"Les (organisations de) défense des droits de l`Homme disent que je tue. Si je dis +OK, j`arrête+, les (toxicomanes) vont se multiplier", a déclaré M. Duterte.
"Quand viendra le temps de lutter à nouveau, il y aura encore plus de (toxicomanes) à tuer. Je vous inclurai parmi eux parce que vous les avez laissés se multiplier", a-t-il ajouté.
Amnesty International Philippines est une des organisations qui se sont dites "consternées" par cette dernière déclaration d`un président désormais célèbre pour son discours ordurier.
"Cette déclaration est une incitation à la haine contre quiconque émet des critiques sur sa guerre contre le trafic de drogue", a indiqué l`ONG dans un communiqué.
L`Alliance nationale contre les tueries aux Philippines, une nouvelle coalition d`organisations de défense des droits de l`Homme, a de son côté dit prendre la menace très au sérieux et exhorté le président à revenir sur ses propos.

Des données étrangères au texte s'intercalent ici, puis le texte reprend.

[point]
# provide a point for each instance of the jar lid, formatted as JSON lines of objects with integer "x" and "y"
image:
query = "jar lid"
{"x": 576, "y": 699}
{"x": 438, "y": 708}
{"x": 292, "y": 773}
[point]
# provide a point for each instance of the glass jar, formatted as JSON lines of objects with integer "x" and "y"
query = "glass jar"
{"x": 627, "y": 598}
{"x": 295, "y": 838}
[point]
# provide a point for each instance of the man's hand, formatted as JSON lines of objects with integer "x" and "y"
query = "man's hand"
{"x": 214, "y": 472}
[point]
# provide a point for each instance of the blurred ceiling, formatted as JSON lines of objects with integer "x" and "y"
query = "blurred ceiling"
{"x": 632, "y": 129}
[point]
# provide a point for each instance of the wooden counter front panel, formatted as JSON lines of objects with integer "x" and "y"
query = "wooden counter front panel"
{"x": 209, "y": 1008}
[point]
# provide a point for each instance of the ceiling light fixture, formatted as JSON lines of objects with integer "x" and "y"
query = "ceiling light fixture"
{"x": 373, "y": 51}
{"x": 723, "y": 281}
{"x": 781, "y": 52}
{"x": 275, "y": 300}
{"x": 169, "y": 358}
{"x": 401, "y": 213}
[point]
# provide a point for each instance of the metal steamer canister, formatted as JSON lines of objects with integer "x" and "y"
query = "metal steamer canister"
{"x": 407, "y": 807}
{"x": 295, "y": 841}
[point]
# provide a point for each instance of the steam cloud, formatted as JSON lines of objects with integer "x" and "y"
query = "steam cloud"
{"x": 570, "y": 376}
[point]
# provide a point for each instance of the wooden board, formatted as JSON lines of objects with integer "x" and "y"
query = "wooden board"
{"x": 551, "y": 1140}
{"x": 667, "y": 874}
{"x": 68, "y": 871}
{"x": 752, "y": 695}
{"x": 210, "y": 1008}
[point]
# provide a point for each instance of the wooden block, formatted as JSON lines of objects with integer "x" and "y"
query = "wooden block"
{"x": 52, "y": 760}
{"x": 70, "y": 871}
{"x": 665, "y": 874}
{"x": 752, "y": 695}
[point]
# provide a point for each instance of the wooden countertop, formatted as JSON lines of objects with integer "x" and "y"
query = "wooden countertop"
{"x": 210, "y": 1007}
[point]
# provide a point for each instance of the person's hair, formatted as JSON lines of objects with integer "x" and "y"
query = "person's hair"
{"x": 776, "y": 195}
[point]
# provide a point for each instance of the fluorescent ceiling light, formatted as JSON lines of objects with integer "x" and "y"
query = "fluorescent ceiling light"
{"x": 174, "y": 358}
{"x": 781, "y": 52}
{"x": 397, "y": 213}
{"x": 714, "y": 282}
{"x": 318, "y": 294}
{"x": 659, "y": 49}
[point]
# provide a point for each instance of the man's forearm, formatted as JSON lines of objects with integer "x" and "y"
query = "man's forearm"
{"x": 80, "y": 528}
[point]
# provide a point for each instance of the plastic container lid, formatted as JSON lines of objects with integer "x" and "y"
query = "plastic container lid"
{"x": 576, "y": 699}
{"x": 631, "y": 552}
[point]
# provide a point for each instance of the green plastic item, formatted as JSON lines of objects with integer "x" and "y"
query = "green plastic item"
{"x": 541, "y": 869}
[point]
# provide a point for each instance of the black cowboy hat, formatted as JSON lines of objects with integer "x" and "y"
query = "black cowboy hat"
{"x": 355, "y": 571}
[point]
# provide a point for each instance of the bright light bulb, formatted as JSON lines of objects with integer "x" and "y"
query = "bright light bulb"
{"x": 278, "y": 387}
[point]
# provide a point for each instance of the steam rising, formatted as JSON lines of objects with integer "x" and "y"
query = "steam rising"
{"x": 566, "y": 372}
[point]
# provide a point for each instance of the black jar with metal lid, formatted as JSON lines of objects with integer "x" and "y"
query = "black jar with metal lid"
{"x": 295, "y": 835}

"Ces déclarations, à savoir que les droits de l`Homme font partie du problème de la drogue, et donc que les défenseurs des droits de l`Homme devraient être pris pour cibles, peuvent être interprétée comme l`annonce de l`ouverture de la chasse aux défenseurs des droits de l`Homme", a estimé l`Alliance.
Le père Atilano Fajardo, de l`archevêché de Manille, intervenant dans les quartiers pauvres difficiles, a affirmé que les personnes oeuvrant à l`aide aux plus vulnérables ne se laisseraient pas intimider.
Cette menace "est la suite de ses efforts pour créer une culture de la peur, de la violence", a-t-il dit.
Rodrigo Duterte a été élu en mai au terme d`une campagne populiste au cours de laquelle il a promis de tuer des milliers de criminels pour éradiquer le trafic de drogue.